More than a century ago, Congress enacted the modern estate tax to help pay for World War I. Unlike previous iterations of the estate tax, though, this one outlived the war and accumulated additional goals beyond merely raising revenue. The estate tax helped ensure the progressivity of the tax system as a whole, and it limited the hereditary ability to accumulate wealth.
This modern estate tax almost instantly met with opposition, though. The opposition has never been sufficient to entirely eliminate the estate tax, but it has severely weakened its ability to raise revenue and to prevent the accumulation of wealth. As a result, today's estate tax is functionally a zombie: it accounts for less than one percent of federal revenues and does little to prevent the accumulation of wealth among a small group of citizens. The estate tax largely serves to evoke fear and costly tax planning, but it only manages to bite the largest and slowest estates.

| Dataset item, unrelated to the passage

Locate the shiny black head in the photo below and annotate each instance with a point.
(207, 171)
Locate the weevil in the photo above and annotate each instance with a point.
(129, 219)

Although the estate tax has proven hard to kill, it is time for Congress to end it definitively and transfer its functions as revenue raiser and impediment to wealth accumulation to the income tax. To effect that transfer, Congress needs to do three things: First, it should treat death as a realization event and tax estates on their assets' unrealized appreciation. Second, it should treat the receipt of an inheritance as gross income in the hands of heirs, thereby requiring heirs to pay income tax on their inheritance. Third, Congress should eliminate the step-up in basis and, instead, assign basis to inherited property under ordinary basis rules. By making these three changes, Congress can put to rest the zombie estate tax, while, at the same time, revivifying taxation at death.
Samuel D. Brunson, Afterlife of the Death Tax, 94 Ind. L.J. 355 (2019).